Wednesday, May 3, 2017
#IWSG: Moving Targets are Hard to Hit!
So, what am I insecure about this month? It's really the same thing that I'm insecure about every month: getting it all done!
I see other writers out there who have multiple releases every year, and I wonder why I can't work that fast. Some of these other writers are full-timers with no day jobs, but not all of them . . .which leads me to wonder what I'm doing wrong that I've only been able to manage one book and a couple of anthology stories a year.
On the one hand, I'm proud of myself for managing that much. After all, I have a demanding day job and a family. That doesn't leave much time for slacking, and I definitely work hard to hold onto my dream of "being a writer."
What I've noticed though is that my definition of "being a writer" keeps shifting into something I'm not quite doing yet. At first, it was being published. Then, it was having a novel published. Then it was being accepted as an author guest at a con. Then, winning an award. Now, I'm aiming at being the special guest at a convention and selling enough books each month to pay my mortgage.
I keep moving the target, which keeps me feeling like I never get there.
I guess there's a good side to that, in that it keeps me striving forward, aiming higher and holding myself to a high standard.
The bad side is that it can be hard on your confidence when you forget to celebrate your accomplishments along the way.
So, yeah. I am my own worst enemy . . .and my own best friend. Does that make me my own frenemy?
If you're not already following #IWSG (Insecure Writer's Support Group), you should really check it out. The monthly blog hop is a panoply of insight into the writing life at all stages of hobby and career. Search the hashtag in your favorite social media venue and you'll find something interesting on the first Wednesday of every month.

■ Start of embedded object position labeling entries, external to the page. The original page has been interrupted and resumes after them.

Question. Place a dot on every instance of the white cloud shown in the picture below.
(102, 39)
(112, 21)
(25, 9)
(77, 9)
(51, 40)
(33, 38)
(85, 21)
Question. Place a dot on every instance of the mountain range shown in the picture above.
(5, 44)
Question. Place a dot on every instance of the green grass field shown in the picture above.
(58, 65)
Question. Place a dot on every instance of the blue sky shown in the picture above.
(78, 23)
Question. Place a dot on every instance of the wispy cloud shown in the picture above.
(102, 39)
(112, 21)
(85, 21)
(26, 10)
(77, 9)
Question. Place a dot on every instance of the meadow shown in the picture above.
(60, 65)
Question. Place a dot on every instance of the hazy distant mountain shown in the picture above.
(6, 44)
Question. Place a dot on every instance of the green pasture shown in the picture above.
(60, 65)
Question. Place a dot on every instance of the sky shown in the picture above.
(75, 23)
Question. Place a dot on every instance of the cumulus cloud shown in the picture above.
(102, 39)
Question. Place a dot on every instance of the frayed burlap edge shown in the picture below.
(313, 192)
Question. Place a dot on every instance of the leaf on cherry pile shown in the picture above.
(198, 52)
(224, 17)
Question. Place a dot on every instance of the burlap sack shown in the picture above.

This month the group asked: What is the weirdest/coolest thing you ever had to research for your story? I tend to fall down the research rabbit hole way too often. There's so much cool stuff out there! Some recent favorites: learning about fireproof materials so that my henchwoman Helen Braeburn could create some fireproof clothing for herself; learning about different methods of flight (birds, machines, balloons, etc.) so I could decide what the mechanics of flight are for my flying hero Jessica "Flygirl" Roark; and learning about discrimination and acts of violence against German-Americans during WWI to decide what might be realistic for my characters in a women's historical fiction trilogy I'm working on. Sometimes I think half the fun of writing is the reading you do to support it.